A Reactive Event Sourced Inventory Solution using AWS Serverless:

Achieve incredibly low latencies at any scale with properly architected AWS serverless offerings

The Agile Monkeys

Published in

The Agile Monkeys’ Journey

13 min readDec 28, 2018

Inventory, Event Sourcing, and Serverless

First, a bit of background on the touchpoints of this article.

Serverless

Serverless is both an industry buzzword and a category of hosted solutions that you’re likely already using if you are hosting in a public cloud. Serverless architecture is a design pattern where applications are made up of third-party services which eliminate the need for infrastructure management. It encompasses both Platform as a Service offerings (Sometimes called BaaS or Backend as a Service) as well as Function as a Service products like Lambda.
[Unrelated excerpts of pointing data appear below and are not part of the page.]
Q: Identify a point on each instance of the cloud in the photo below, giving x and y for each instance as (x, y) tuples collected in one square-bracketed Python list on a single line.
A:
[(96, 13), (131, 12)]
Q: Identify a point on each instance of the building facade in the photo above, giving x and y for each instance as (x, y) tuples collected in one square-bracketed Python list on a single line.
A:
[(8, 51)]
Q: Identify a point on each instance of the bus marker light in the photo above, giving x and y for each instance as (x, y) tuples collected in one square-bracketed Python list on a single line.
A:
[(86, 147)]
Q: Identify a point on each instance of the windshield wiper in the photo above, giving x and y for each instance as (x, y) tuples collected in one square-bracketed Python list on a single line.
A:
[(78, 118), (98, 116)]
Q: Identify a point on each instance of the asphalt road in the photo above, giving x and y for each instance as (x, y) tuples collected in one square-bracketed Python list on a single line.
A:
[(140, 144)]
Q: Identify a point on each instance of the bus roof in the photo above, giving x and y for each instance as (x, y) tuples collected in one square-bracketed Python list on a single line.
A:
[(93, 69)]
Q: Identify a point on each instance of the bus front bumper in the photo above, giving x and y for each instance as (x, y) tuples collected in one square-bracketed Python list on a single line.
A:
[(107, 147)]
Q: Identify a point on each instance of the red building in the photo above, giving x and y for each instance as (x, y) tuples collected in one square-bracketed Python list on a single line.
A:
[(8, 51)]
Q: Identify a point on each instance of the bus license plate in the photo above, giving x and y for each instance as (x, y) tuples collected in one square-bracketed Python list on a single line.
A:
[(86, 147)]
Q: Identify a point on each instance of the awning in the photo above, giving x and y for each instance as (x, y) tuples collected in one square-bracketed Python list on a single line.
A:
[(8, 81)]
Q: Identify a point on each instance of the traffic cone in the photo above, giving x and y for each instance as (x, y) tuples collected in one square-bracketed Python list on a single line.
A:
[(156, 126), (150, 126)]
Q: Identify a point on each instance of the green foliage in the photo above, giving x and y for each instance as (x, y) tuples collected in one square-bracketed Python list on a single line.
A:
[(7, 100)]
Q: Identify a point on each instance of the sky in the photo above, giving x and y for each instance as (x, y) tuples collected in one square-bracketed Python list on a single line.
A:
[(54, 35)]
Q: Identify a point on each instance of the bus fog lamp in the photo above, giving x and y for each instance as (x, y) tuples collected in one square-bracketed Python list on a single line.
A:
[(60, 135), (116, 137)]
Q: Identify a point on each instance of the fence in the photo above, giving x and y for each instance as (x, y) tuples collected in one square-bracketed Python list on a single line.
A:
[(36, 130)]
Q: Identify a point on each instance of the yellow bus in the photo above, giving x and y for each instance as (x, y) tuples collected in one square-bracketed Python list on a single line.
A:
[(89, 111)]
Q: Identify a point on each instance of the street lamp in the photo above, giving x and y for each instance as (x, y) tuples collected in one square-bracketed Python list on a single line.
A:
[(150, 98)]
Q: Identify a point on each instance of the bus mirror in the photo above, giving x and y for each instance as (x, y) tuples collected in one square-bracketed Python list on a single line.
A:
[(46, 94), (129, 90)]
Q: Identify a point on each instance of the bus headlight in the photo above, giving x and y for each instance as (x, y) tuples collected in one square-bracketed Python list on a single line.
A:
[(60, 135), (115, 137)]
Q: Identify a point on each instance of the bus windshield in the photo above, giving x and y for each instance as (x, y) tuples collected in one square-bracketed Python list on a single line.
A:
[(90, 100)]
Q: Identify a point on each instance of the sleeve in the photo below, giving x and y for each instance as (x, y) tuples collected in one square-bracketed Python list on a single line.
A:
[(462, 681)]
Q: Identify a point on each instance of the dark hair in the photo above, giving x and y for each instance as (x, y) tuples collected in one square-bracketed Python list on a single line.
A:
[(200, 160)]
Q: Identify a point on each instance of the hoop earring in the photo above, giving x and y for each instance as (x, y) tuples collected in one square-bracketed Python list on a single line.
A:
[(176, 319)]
AWS is the furthest along of any of the cloud providers in serverless technologies and offers a full complement of solutions including:

API Gateway (Proxy)
S3 (Storage)
Cognito (Authentication)
Lambda (Compute)
DynamoDB (Data Persistence)
SNS (Messaging)
Kinesis (Streaming)
AppSync (BaaS)
Step Functions (Workflows)

Again, it’s likely that you’re familiar with at least some of these technologies and it’s also likely that you never classified them as serverless… but that’s exactly what they are!

Inventory

One of the most important aspects of any e-commerce store is proper management of inventory. There isn’t a worse customer experience than allowing a user to add an item to their cart, checkout, pay, and then have to tell them that the item, in fact, isn’t really available.

Event Sourcing

Event sourcing is a way of storing data where all changes to the system are captured as a series of immutable events. Nothing is ever modified or deleted in our source of truth. Martin Fowler has an excellent blog post on this pattern (Martin Fowler has an excellent blog post on most things).

E-Commerce Inventory Management as a Service… such an easy solve

Luckily this is a very easy problem to solve. You simply keep a table in your database called “inventory”. When a user tries to add an item to their cart, you make sure that the inventory for that item is non-zero. When they checkout, you decrement the inventory by one. The next user that comes to the site triggers the same check and if that previous user bought the last one then the item shows as sold out. Something like this:

Problem solved!

But wait.

The above works great when our shoppers are shopping serially. But that isn’t how shoppers shop :(. In a more realistic scenario we have the following:

So here both users add the item to their cart, attempt to check out, and then depending on our implementation either have a race condition where the first checkout wins or are both allowed to checkout and then subsequently one has their order cancelled. Not good.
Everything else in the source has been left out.